Onex Corporation is a diversified private equity firm with investments across multiple industries, including airlines. It owns WestJet, Canada’s second-largest airline, which operates both a full-service and ultra-low-cost carrier model. Since acquiring WestJet in 2019, Onex has worked to streamline operations and expand its reach.

P/E: 17.4

5 Yr Revenue Growth: -9.6%

5 Yr Earnings Growth: -37.4%

5 Yr Dividend Growth: 1.2%

Yield: 0.4%

  • Private equity backing allows for long-term strategic investments in WestJet.
  • Expansion of WestJet’s ultra-low-cost division (Swoop) increases market share.
  • WestJet’s focus on Western Canada gives it a strong regional advantage.
  • Less exposure to public market volatility compared to pure-play airline stocks.
  • Onex’s broader portfolio diversifies risk beyond just aviation.
  • Potential for future sale or IPO of WestJet could unlock shareholder value.
  • WestJet’s Growth Strategy – Expansion plans, including fleet size and new routes, will impact its future.
  • Ultra-Low-Cost Competition – How well Swoop competes with new budget airlines is a key factor.
  • Airline Profitability – If WestJet performs well financially, Onex benefits as an investor.
  • M&A Opportunities – Onex could make additional airline-related acquisitions or partnerships.
  • WestJet’s Performance – If WestJet struggles, it could weigh on Onex’s overall returns.
  • Cyclical Nature of Airlines – The airline industry is prone to booms and busts.
  • Limited Direct Exposure for Investors – Onex investors aren’t buying an airline stock directly.
  • Exit Strategy Uncertainty – The timeline and potential success of a future WestJet IPO or sale remain unknown.

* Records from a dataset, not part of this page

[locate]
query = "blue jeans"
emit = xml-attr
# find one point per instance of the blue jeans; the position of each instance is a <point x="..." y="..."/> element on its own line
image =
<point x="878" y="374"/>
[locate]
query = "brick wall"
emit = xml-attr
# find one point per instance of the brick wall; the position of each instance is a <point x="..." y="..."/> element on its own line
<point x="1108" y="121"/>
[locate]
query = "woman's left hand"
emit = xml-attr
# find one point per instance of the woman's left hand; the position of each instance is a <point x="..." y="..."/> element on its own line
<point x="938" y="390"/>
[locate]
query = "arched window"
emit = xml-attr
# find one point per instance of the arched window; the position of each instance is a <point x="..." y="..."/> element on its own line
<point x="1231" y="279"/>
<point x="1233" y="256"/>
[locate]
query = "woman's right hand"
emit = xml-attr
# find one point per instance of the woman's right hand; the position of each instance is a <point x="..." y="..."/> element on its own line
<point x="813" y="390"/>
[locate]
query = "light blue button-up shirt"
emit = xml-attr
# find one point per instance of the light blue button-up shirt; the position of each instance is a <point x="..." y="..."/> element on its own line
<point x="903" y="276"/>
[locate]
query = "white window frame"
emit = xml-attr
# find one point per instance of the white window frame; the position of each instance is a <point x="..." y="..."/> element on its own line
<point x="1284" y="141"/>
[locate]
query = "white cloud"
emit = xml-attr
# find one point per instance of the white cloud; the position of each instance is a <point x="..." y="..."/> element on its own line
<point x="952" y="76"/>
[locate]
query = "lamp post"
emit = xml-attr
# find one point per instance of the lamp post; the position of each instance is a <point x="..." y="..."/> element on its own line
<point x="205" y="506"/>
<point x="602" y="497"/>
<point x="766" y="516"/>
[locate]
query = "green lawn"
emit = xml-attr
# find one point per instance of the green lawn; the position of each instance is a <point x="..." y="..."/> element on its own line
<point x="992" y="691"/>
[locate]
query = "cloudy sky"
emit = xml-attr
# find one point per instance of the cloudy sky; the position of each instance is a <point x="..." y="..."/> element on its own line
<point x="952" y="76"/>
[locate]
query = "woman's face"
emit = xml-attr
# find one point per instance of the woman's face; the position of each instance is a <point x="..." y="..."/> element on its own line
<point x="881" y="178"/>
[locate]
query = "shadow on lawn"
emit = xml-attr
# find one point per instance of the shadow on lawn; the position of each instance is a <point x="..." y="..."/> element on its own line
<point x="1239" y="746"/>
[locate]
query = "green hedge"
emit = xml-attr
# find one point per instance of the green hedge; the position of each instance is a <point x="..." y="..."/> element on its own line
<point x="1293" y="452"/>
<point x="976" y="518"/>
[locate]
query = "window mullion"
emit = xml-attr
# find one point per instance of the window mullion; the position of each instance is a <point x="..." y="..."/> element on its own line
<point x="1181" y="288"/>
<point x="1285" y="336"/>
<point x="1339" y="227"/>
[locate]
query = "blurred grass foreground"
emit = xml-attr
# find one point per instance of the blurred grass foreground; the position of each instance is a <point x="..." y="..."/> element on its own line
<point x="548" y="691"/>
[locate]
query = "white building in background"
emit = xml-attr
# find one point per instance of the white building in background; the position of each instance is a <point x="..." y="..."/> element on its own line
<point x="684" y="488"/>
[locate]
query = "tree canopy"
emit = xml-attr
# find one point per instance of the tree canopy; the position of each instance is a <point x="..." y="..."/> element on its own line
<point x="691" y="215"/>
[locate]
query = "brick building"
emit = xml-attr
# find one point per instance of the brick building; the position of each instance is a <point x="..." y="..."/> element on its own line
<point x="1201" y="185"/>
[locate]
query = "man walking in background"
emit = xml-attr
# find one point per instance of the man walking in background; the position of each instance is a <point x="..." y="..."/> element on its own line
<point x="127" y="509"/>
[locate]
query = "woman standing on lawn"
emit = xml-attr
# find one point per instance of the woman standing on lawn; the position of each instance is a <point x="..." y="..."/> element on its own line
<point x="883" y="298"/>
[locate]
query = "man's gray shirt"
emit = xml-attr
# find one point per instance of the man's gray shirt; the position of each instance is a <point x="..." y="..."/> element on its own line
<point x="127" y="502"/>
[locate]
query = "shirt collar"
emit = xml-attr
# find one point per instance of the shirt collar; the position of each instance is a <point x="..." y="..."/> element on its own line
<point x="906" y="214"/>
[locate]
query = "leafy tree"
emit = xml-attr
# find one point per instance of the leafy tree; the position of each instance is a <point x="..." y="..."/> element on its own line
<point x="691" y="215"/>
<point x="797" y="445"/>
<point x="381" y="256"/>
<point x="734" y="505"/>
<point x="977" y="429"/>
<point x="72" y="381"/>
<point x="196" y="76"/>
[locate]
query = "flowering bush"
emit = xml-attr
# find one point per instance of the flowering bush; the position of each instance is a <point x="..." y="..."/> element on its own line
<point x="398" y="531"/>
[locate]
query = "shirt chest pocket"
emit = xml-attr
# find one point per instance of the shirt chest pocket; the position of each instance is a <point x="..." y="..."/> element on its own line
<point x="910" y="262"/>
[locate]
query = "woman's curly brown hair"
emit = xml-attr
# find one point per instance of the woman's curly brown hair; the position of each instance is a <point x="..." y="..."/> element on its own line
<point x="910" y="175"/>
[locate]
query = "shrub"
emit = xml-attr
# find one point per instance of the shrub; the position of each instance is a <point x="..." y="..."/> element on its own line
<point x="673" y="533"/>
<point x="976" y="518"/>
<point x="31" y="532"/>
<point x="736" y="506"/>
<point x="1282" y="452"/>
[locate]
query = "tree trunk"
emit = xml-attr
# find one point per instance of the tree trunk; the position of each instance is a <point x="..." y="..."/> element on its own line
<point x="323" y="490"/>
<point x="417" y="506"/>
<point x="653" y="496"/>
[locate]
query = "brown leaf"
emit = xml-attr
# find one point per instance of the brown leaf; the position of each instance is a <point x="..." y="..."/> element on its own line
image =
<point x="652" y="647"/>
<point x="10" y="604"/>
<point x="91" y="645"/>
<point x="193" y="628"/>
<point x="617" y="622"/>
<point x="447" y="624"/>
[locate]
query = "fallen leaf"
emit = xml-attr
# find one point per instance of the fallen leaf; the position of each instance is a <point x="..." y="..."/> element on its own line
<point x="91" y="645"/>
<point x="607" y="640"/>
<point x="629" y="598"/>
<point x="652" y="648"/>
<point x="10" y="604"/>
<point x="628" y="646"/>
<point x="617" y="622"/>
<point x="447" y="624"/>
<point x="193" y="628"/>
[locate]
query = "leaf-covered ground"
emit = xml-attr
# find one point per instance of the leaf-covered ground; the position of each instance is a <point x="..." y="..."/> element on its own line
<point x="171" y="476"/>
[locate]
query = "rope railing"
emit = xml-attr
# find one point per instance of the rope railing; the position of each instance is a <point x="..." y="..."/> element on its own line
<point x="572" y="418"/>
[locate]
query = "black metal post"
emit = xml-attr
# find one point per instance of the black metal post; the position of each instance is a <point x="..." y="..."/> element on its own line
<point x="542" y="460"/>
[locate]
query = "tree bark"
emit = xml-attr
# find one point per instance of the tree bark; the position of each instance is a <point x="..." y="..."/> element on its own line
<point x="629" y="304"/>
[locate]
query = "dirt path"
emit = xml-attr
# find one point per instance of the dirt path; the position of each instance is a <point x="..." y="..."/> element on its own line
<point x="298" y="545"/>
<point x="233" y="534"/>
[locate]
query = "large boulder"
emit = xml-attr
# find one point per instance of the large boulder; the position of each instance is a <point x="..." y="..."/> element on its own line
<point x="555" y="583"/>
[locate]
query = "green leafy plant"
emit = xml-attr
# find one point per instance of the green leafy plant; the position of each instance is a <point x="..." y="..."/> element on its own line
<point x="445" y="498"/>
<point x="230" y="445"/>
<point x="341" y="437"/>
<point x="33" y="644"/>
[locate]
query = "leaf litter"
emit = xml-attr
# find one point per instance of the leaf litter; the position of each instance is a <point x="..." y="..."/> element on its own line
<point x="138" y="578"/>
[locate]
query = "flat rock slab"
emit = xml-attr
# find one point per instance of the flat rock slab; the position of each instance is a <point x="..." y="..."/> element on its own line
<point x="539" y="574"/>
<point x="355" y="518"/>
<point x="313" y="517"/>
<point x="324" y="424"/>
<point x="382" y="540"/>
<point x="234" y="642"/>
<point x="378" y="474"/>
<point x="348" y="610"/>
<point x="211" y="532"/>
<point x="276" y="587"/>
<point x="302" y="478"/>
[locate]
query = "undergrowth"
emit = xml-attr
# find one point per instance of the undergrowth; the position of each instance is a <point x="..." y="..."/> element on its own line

Overall, Canadian airline stocks are likely to have rocky times ahead even in 2025

I am not a gigantic fan of airlines. They tend to be too cyclical, dependent on both the consumer and the economy, and can also be impacted by a wide variety of commodities, such as oil and gas in terms of fuel prices.

As more and more discount airlines pop up, consumers are demanding lower airline prices and as a result margins are compressing.

In addition to this, although balance sheets are improving, they are still nowhere near where they were pre-pandemic. There is also no guarantee we won’t have a future major event that disrupts travel materially.

Air Canada and Onex are certainly two of the best (and arguably the only 2) but I’m not sure I’d own either in a long-term portfolio.